L'aventure spatiale a décollé dans le sillage des lanceurs balistiques de la guerre froide. A cette époque, celui qui était capable de maîtriser l'accès à l'espace faisait partie du club restreint des puissances spatiales. L'enjeu était l'autonomie stratégique ! Le cercle de ce pouvoir s'est ensuite élargi à ceux qui savaient construire et opérer des satellites. Ainsi, détenir des données spatiales - sous forme d'images satellitaires ou au travers de la géolocalisation par GPS - semblait être l'apogée d'une certaine puissance. Ce dogme a basculé car aujourd'hui il y a plus de 65 pays et de nouvelles sociétés privées qui maîtrisent tout ou partie de ces technologies spatiales.

L'espace des données

Le fait de posséder des données spatiales ne voudra bientôt plus dire grand-chose. En effet, la prochaine génération du GPS civil américain sera d'accès garanti en toute circonstance, et la Russie, la Chine et maintenant l'Union Européenne (Galileo) développent des systèmes redondants; sans compter les programmes régionaux japonais et indiens. Quant aux données d'imageries, elles deviendront si abondantes qu'elles seront largement gratuites ; ce qui est déjà le cas avec le programme européen Copernicus. Les entreprises privées lançant des dizaines voire des centaines de microsatellites, poussent comme des champignons et la fabrication de nanosatellites est à la portée de n'importe quelle université.

L'espace de l'information

L'ère des données massives est bien devant nous avec l'internet des objets et la société des senseurs ubiquitaires, spatiaux y compris. Bien que certains s'interrogent encore sur la vraie pertinence de ce changement, il est sûr que le temps où la puissance était liée à la seule possession des données est, lui, bien derrière nous. Le secteur spatial gouvernemental et institutionnel s'étant basé sur la notion d'une économie que l'on pensait basée sur les données, est donc dépassé. A la place, s'est une économie de l'information qui se profile. Et derrière l'économie de l'information se cache en fait une économie de services.

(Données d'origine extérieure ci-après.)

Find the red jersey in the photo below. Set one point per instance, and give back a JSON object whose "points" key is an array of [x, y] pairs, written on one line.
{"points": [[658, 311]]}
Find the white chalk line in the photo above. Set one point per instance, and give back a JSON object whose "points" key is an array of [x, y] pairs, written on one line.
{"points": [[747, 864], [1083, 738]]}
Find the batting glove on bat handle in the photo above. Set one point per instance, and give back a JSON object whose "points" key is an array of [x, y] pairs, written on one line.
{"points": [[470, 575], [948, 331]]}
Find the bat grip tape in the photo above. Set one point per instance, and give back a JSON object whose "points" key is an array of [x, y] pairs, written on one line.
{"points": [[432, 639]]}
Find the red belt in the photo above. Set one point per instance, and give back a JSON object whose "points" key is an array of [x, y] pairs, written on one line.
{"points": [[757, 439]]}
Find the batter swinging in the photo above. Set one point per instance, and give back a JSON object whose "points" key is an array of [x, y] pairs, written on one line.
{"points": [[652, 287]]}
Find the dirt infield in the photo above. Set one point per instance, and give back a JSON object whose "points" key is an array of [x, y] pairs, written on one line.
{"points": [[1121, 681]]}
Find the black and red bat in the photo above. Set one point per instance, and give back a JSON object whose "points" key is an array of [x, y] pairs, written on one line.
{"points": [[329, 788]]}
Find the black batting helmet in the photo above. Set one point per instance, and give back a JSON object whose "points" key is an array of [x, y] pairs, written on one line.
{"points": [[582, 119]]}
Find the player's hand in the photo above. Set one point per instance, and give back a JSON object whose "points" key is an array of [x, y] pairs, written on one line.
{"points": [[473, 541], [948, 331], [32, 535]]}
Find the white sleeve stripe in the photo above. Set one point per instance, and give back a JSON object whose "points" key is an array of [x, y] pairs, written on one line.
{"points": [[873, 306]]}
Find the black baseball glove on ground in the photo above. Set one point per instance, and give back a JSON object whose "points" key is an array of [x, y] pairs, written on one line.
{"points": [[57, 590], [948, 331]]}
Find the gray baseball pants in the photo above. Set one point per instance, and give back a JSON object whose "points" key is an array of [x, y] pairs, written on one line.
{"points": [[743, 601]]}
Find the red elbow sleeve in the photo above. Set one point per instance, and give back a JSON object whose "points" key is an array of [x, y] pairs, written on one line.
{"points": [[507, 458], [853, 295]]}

Pas n'importe lesquels, ceux en temps réel, en un clic ! Et cette nouvelle économie ne sera pas tendre avec la pesanteur des décisions et la lenteur de mise en œuvre des programmes publics.

L'espace de l'impuissance

Le pouvoir bascule irrémédiablement vers ceux qui savent intelligemment utiliser des données en étant réactifs dans leur traitement et surtout dans leur fusion ; quel que soit leur origine. Des 'data' spatial isolés n'auront d'ailleurs qu'une valeur limitée. Par conséquent, nous avons un problème sérieux de décalage entre la vitesse de la révolution numérique et la lenteur de notre secteur spatial. Alors, quid de l'autonomie stratégique ? Celle-ci devra s'adapter en se déclinant en lanceurs versatiles, en observation permanente, en traitement des données intensives, et en services réactifs à la demande. Pour cela, il faut le courage de tourner une page afin d'en écrire une autre. Un nouveau narratif se dessine: donner de l'espace au numérique et du numérique à l'espace, que ce soit dans le domaine civil, militaire ou dual.

« Allo, le Ciel? nous avons un problème »

A l'heure où les citoyens doutent de leurs dirigeants et où ces derniers doutent de l'Europe, le temps est venu d'une vraie remise en question, avant que le ciel ne nous tombe réellement sur la tête. Dans le spatial comme ailleurs, les défis sont loin d'être négligeables car l'Europe se fragilise à bien des égards : technologiquement par son absence dans la cour des grands du numérique, financièrement par manque de capital risque, sociétalement par manque d'ambition, 'éducativement' par castration des ambitions, et politiquement par chamailleries stériles. Même au niveau européen, nous nous comportons comme des villages Gaulois, pendant que des empires sont en train de nous dépasser, qu'ils soient étatiques ou sous forme de sociétés privées monopolistes.

L'espace au service de la terre

Nous avons de fait en permanence une bataille de retard en restant dans des modes de pensées purement réactifs, alors que le monde est devenu proactif. Nos programmes complexes et de longue haleine sont d'un autre âge car les métamorphoses sont rapides. De surcroît les défis sécuritaires seront nombreux, de la surveillance maritime au contrôle des frontières, jusqu'au suivi des émissions de dioxyde de carbone. La question est de savoir si nous aurons la sagesse de trouver l'adéquation entre les solutions techniques et la gouvernance politique des projets au niveau de l'Union Européenne. Le niveau national étant bien entendu dépassé pour nombre de ces projets. Le premier enjeu n'est ni plus ni moins de soutenir une économie Européenne qui devra affronter une concurrence protéiforme. Le deuxième est de conserver une réelle autonomie de décision et d'action pour l'Union et ses Etats Membres dans le domaine de la sécurité.

*Didier Schmitt est un ancien membre du Bureau des Conseillers de Politique Européenne, à la Commission Européenne et membre du Service Européen pour l'Action Extérieure. Il est l'auteur du récent livre "Antéversion: ce qu'il faut retenir du futur", aux éditions Fauves.

Les opinions exprimées dans le présent article sont uniquement celles de l'auteur.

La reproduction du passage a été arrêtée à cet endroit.